En la memoria el mar,
veinte años de muertes y naufragios.

De mi infelicidad y mis traiciones,
en el manso oleaje del hexámetro,
aprenden, aplicados, los aedos.

Yo prefiero olvidar.

De la levedad

Maestro, son plácidas…
Ricardo Reis

El tiempo es ilusión. Mira este río,
anchurosa serpiente que al sol brilla;
no hay antes ni hay después: todo es ahora,
aunque todo no abarque la mirada.

Todo es presente.
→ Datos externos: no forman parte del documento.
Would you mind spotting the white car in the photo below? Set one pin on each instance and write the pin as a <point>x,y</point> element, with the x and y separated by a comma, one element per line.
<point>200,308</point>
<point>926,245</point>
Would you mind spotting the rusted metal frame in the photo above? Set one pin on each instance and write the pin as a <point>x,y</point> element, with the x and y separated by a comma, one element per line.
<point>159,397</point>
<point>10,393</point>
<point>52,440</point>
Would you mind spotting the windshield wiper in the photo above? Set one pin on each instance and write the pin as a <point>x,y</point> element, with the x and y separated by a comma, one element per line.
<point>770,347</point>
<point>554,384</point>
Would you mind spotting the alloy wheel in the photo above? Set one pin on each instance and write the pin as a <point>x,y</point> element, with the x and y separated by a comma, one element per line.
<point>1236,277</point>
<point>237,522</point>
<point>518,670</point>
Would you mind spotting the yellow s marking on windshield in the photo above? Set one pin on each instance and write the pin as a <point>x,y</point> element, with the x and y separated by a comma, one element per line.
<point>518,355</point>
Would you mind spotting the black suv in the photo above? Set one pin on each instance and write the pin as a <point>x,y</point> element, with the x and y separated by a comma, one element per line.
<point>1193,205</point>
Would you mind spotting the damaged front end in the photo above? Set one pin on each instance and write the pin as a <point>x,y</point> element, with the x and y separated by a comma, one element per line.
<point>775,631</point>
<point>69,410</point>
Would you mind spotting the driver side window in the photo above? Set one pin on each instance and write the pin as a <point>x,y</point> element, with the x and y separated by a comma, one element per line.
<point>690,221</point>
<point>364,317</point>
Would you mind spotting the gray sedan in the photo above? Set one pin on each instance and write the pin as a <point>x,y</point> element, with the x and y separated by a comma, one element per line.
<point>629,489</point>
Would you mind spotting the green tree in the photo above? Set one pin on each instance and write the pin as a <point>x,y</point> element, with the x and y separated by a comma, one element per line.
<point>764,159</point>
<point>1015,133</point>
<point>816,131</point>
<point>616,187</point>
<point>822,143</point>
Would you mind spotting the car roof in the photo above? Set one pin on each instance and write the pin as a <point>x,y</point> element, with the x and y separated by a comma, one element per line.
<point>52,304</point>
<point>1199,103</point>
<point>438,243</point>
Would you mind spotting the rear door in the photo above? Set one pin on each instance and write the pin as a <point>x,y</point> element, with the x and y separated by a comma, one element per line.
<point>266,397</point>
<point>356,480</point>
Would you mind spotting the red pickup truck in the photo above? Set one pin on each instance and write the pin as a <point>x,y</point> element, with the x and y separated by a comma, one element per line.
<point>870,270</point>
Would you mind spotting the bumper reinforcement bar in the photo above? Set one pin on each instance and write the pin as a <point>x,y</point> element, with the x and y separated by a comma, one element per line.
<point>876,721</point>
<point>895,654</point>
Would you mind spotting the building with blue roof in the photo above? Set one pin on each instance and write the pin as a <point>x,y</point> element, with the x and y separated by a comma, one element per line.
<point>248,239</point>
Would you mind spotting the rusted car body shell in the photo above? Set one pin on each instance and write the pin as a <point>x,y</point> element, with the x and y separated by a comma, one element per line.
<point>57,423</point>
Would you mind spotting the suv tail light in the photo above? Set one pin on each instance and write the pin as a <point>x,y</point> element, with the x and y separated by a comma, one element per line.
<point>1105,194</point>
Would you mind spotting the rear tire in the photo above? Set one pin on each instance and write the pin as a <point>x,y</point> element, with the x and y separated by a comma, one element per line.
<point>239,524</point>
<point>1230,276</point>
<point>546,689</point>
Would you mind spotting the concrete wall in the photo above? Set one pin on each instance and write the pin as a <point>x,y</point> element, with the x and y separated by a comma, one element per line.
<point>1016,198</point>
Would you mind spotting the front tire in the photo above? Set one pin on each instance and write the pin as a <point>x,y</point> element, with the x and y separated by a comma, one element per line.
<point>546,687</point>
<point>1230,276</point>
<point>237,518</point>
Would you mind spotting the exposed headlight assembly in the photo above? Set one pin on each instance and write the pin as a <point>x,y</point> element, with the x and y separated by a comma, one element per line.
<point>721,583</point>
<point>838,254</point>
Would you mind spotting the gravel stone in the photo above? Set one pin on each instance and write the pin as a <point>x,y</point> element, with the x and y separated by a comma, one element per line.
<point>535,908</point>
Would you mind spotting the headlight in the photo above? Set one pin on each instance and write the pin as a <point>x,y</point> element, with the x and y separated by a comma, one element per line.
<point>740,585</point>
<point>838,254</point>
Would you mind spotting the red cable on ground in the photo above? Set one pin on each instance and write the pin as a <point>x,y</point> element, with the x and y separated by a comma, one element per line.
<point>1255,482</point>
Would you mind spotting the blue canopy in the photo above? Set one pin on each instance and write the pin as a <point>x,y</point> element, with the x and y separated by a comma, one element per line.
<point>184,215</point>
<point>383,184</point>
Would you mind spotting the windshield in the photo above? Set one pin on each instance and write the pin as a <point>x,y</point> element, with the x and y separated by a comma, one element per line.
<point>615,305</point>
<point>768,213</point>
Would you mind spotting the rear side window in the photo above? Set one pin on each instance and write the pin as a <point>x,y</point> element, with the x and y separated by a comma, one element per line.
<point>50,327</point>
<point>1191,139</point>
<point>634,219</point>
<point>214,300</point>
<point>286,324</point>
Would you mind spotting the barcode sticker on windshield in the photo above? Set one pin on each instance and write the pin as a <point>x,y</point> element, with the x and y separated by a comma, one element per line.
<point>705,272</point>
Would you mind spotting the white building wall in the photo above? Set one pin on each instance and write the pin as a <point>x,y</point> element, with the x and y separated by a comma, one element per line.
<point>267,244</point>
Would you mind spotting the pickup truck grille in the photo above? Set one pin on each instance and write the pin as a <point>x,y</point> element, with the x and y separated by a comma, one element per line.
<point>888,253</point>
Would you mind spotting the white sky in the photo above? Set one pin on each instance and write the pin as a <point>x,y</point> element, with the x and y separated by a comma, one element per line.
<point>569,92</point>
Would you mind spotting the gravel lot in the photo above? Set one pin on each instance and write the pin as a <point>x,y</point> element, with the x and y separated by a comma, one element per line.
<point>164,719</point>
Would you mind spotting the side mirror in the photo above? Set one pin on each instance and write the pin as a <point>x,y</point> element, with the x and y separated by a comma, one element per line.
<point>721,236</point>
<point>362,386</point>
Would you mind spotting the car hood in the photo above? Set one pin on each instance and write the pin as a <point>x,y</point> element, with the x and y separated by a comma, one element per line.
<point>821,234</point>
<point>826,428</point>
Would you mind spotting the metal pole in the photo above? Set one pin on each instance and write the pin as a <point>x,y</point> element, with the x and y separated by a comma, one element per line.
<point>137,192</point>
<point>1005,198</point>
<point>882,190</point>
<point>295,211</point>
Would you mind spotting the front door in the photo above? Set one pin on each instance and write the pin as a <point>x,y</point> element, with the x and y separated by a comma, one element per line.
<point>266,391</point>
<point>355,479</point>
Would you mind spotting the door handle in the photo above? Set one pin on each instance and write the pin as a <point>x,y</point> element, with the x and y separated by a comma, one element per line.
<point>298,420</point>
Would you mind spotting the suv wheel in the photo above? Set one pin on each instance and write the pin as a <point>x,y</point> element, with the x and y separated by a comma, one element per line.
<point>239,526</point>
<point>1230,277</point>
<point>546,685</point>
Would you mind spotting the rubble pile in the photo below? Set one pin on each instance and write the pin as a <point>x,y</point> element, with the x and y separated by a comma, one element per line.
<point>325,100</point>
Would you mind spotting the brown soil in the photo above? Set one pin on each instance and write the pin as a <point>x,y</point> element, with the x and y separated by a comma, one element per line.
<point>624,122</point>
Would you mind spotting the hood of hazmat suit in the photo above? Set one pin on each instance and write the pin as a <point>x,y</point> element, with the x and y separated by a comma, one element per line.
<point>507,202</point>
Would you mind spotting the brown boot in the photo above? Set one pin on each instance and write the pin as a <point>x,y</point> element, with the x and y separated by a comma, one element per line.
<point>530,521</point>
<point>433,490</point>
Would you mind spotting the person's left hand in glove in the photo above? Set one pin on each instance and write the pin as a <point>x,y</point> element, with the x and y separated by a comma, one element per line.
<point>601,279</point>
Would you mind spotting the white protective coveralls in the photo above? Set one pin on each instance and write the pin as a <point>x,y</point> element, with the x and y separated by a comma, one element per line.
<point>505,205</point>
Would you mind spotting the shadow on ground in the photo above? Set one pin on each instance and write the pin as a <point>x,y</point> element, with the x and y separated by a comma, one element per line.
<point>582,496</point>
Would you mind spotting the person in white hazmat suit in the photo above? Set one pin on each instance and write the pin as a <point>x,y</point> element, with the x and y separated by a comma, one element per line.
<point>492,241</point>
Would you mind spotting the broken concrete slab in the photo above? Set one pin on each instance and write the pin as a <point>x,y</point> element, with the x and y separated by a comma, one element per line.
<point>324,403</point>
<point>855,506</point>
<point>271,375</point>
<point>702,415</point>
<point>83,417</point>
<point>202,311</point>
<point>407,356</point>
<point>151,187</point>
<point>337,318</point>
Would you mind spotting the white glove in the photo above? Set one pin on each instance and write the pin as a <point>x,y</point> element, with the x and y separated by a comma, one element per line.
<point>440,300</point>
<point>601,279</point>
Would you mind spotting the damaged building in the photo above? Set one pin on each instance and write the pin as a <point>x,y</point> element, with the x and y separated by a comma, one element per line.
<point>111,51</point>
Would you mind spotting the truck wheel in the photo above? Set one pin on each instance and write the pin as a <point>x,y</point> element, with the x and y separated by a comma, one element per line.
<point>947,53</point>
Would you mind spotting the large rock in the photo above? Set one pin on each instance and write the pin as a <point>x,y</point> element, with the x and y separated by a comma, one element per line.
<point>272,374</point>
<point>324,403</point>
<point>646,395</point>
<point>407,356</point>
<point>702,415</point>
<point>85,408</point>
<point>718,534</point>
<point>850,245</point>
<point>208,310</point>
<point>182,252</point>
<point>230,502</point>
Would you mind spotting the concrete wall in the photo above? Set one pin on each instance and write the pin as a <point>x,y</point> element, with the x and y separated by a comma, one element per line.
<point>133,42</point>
No manche, importuna,
la presentida oscuridad el goce
de este rumor dulcísimo del río,
del calor de esta tibia primavera.

Somos, y basta. Hoy hace sol. La noche
no existe: no está aquí. Cantan los pájaros,
afirmando su siempre, sin preguntas.
Y así nosotros, dioses este instante,
dejemos de pensar: seamos solo,
enlazadas las manos, sonrientes,
parte de este paisaje, de estos versos.

Vivir para ver

Aquel que en la penumbra escucha y mira
La vida luminosa de los otros,
El que se ríe o llora, conmovido
Por la ajena fortuna o la desgracia.

Aquel que elige de Platón las sombras,
Y goza del espléndido artificio,
Aquel que en simulacros pone el alma
Y con lo que no existe se emociona.

El que cuando la sala se ilumina
Aún tiembla en el asiento, y torpe sale
A la vida de siempre, pero lleva
El alma impresa de un fulgor reciente.

Aquel que, herido por la luz del cine,
Curar su herida ha de intentar en vano.


Carlos Alcorta (Torrelavega [Cantabria], 1959) es poeta y crítico. Ha publicado, entre otros, los libros Condiciones de vida (1992), Cuestiones personales (1997), Compás de espera (2001), Trama (2003), Corriente subterránea (2003), Sutura (2007), Sol de resurrección (2009), Vistas y panoramas (2013) y la antología Ejes cardinales: poemas escogidos, 1997-2012 (2014). Ha sido galardonado con premios como el Ángel González o Hermanos Argensola, así como el accésit del premio Fray Luis de León o el del premio Ciudad de Salamanca. Ejerce la crítica literaria y artística en diferentes revistas, como ClarínArte y ParteTuriaParaíso o Vallejo&Co. Ha colaborado con textos para catálogos de artistas como Juan Manuel PuenteMarcelo FuentesRafael Cidoncha o Chema Madoz. Actualmente es corresponsable de las actividades del Aula Poética José Luis Hidalgo y de las Veladas Poéticas de la Universidad Internacional Menéndez Pelayo de Santander. Mantiene un blog de traducción y crítica: carlosalcorta.wordpress.com.